Dans une très large gamme de variétés, on trouve donc les « thés noirs » fermentés, les « thés verts » non fermentés, les « thés oolong » semi-fermentés, de sorte que l’on peut dire en résumé que les types de base des thés sont :
En cours de traitement et dans la phase suivant le séchage, le thé peut également être traité ultérieurement dans la préparation de thés aromatisés, de thés pressés, de thés déthéinés. Tisane feuilles d olivier fraiches. Enfin, le « thé rouge » est fabriqué à partir de karkadé ou de rooibos d’Afrique du Sud, mais pas d’infusion de feuilles de Camellia Sinensis, et il est donc difficile de le classer dans la catégorie des thés.

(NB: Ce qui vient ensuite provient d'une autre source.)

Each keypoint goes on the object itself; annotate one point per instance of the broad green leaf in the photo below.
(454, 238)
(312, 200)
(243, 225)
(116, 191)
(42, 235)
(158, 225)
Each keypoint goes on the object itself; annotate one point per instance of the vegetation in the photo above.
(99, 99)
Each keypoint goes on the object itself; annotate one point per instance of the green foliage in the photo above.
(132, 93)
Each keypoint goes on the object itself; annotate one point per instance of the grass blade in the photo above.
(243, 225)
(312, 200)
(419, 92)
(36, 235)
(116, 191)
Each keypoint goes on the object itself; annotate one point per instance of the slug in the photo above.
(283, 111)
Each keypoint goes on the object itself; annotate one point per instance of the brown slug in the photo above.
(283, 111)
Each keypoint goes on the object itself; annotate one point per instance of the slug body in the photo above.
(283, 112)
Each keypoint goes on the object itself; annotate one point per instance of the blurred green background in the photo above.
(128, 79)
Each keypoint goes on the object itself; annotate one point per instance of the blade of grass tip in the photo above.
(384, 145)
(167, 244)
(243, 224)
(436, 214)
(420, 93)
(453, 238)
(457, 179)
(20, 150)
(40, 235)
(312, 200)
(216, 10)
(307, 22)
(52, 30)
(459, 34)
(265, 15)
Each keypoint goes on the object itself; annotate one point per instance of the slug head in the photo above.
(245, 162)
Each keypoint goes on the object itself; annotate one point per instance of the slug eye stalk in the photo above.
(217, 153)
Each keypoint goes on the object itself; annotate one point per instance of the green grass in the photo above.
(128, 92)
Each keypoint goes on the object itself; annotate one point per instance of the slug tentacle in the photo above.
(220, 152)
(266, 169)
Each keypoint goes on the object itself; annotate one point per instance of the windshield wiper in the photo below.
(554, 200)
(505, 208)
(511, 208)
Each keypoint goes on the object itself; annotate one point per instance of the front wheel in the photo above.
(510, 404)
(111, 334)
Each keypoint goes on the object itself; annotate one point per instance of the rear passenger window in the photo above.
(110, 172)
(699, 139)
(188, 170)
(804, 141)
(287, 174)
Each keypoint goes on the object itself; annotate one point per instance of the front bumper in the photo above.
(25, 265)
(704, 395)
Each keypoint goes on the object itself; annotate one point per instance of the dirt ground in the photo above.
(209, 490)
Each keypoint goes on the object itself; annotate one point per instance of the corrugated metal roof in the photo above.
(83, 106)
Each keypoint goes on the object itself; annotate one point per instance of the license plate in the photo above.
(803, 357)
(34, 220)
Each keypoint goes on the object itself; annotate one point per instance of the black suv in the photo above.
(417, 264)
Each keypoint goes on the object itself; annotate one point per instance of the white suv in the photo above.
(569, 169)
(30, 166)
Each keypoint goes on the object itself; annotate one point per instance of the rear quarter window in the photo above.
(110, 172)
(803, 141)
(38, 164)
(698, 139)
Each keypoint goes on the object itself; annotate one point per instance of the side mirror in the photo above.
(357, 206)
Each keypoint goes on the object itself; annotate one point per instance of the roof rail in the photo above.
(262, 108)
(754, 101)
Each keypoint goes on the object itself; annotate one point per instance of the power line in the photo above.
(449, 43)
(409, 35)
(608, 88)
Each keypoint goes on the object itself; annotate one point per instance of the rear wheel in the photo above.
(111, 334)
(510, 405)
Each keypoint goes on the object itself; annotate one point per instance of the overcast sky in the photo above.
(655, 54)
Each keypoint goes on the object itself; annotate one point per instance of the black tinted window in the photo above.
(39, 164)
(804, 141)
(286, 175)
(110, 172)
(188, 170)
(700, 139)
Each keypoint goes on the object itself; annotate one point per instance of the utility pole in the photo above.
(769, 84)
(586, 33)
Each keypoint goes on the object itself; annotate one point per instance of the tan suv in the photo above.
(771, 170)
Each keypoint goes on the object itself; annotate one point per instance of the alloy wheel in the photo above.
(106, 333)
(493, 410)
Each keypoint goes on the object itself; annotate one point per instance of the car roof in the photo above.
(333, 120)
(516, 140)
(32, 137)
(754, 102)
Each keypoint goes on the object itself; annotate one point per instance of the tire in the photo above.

Aujourd’hui, la production mondiale de thé avoisine les 30 millions de quintaux par an, provenant presque exclusivement du continent asiatique, avec en tête, par ordre de production, l’Inde ou la Chine, le Sri Lanka, le Japon, le Kenya, l’Indonésie ; l’Europe est également présente, bien qu’une petite ou très petite partie soit produite aux Açores.
En Inde, les cultures, qui s’étendent des rives du Brahmapoutre aux versants de l’Himalaya et jusqu’aux régions méridionales du pays, présentent une grande diversité :
La Chine est le paradis des jardins de thé, en effet, il y en a plus que de vignobles françaiss, avec une production infinie de différents types de thé, dont beaucoup sont inconnus de la grande distribution internationale, étant réservés à la consommation locale exclusive.
Au Japon, tout le monde préfère le thé vert, le breuvage national, tandis que les thés noirs sont considérés comme des produits de mauvaise qualité, « des trucs d’Occidentaux ! ».
Le Kenya, déjà connu pour sa production de café, a commencé à produire du thé après son indépendance des Britanniques en 1963, afin de répondre aux besoins du marché local. Tisane feuilles de laurier. La création de la Kenya Tea Development Authority (1974) a donné un élan considérable à cette initiative ; Aujourd’hui, de grands jardins s’étendent sur les plateaux, où est produit le célèbre thé noir Marinyn, à feuilles entières ou déchiquetées et à pointes dorées.
L’Indonésie a sa propre histoire, faite de persévérance et de patience. Dès le XVIIe siècle, les colons hollandais ont tenté d’acclimater les plants provenant de Chine, mais avec des résultats désastreux ; les gros intérêts économiques en jeu en Europe ont poussé la même gouvernement hollandais à renouveler d’autres tentatives au XIXe siècle, mais les résultats ont été les mêmes que les précédents.
Ce n’est que plus tard que les terres ont été progressivement cédées aux colons qui, avec sagesse et patience, en plantant des plants provenant d’Assam, ont réussi à obtenir des productions de qualité remarquable ; aujourd’hui, la production est quantitativement importante mais destinée à la qualité commerciale, même si elle ne manque pas de variétés respectables comme le Taloon, le Malabar de Java, ainsi que diverses variétés de thés noirs aromatiques et doux.